The 5/6 example above has a trailing 4 because the 64-bit float that is closest to 5/6 prints as 0.8333333333333334 when converted back to decimal and printed to all 16 significant digits.
In the 2.6 - 0.7 - 1.9 example, none of those three decimal numbers has an exact 64-bit binary representation, so each must be rounded to the nearest 64-bit float before doing any arithmetic. Further, since the 64-bit floating-point number system is not closed under arithmetic operations, the results of arithmetic operations generally usually must be rounded to the nearest 64-bit float as well. All these rounding operations produce a result that is close to but not exactly zero. The strange-looking number that should be zero is actually 2^{-52} -the spacing between floating-point numbers in the range from 1 to 2.
julia> 2.6 - 0.7 - 1.9
2.220446049250313e-16
julia> 2.0^-52
2.220446049250313e-16
It might seem you could fix these problems by switching to a base-10 floating-point number system. This would eliminate initial rounding errors when converting from decimal, but the fix would be totally superficial. Most arithmetic operations occur on the results from previous calculations. Any exactness due to lack of initial rounding error would be lost after just a few calculations. And the cost doing floating-point arithmetic in decimal, in hardware or software, is big.
The take-home message is that any finite computer representation of the real number system has finite precision, so wanting exact answers is unrealistic.
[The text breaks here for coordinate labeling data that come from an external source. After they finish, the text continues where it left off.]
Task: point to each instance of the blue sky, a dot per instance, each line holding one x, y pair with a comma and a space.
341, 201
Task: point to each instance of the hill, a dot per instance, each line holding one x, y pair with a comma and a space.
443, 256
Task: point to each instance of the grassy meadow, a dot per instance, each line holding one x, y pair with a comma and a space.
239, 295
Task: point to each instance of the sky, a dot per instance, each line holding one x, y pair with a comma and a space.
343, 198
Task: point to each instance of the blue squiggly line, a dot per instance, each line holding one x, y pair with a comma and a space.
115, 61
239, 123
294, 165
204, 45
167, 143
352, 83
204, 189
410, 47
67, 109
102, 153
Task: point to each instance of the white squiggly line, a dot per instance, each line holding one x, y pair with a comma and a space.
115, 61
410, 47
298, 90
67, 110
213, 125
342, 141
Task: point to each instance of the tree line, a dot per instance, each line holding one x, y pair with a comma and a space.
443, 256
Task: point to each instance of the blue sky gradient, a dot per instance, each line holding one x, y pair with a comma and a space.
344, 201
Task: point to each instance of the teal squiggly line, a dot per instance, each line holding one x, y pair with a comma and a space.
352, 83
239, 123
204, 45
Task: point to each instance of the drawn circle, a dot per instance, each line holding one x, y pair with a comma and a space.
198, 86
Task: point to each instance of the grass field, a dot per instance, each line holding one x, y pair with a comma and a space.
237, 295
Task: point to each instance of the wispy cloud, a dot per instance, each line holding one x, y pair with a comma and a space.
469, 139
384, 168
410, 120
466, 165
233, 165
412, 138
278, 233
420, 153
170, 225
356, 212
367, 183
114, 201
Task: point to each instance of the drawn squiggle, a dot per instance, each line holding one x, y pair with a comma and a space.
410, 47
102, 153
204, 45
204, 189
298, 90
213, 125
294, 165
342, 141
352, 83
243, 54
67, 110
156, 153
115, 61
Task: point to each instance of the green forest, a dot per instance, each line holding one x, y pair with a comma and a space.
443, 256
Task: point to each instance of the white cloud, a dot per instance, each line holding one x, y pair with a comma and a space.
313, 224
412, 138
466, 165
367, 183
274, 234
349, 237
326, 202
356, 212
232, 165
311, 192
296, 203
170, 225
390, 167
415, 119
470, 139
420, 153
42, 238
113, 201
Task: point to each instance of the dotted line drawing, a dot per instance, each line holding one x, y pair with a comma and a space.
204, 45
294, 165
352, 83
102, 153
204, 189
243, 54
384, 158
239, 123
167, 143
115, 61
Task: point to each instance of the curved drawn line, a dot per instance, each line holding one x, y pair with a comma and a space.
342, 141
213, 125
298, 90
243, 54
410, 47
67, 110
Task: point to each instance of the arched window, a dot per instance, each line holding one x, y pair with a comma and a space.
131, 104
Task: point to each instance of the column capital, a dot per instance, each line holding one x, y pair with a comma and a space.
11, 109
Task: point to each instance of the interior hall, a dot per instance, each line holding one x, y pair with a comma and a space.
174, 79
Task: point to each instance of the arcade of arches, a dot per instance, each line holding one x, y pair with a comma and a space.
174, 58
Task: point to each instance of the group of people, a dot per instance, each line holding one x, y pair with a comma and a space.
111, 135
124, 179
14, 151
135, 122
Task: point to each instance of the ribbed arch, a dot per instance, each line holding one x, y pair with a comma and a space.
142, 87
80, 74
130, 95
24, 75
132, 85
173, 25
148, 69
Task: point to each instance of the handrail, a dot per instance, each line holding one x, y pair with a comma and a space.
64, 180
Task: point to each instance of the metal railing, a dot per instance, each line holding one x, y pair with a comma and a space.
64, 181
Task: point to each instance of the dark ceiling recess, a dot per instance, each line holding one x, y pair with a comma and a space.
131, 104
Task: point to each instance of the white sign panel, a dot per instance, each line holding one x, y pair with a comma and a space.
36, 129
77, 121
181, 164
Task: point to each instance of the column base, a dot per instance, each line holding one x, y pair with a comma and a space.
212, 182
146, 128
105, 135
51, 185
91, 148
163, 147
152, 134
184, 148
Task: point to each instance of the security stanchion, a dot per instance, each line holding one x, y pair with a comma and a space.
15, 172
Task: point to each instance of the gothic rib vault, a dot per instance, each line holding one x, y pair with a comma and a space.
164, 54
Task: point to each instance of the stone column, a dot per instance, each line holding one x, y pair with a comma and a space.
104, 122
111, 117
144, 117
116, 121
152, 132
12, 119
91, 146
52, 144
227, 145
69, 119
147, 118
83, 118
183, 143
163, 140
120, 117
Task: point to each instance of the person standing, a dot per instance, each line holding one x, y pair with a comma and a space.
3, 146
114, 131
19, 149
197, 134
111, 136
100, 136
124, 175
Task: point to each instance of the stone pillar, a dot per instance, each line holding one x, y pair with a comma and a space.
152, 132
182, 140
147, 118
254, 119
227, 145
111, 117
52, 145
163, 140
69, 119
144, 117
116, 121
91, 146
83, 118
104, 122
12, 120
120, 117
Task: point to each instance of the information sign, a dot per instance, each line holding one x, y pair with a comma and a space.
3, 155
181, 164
For 64-bit floating-point numbers, you cannot expect conversions from decimal or arithmetic operations to be accurate to more than 16 digits.
More detail: 5/6
Still glossing over a lot of subtlety (overflow./underflow, subnormals, etc.), a 64-bit float is a number of the form
\pm (1 + m \: 2^{-52}) \: 2^n
where m is an integer between 0 and 2^{52}-1 (occupying 52 bits), n is an integer between -2^{10} and 2^{10}-1 (occupying 11 bits), and the remaining 1 bit is used for the sign.
In the 5/6 example, the closest 64-bit float to 5/6 has m=3002399751580331 and n=-1. You can see this by computing the errors of nearby floats in higher precision. (I truncated digits from the output to make it easier to read.)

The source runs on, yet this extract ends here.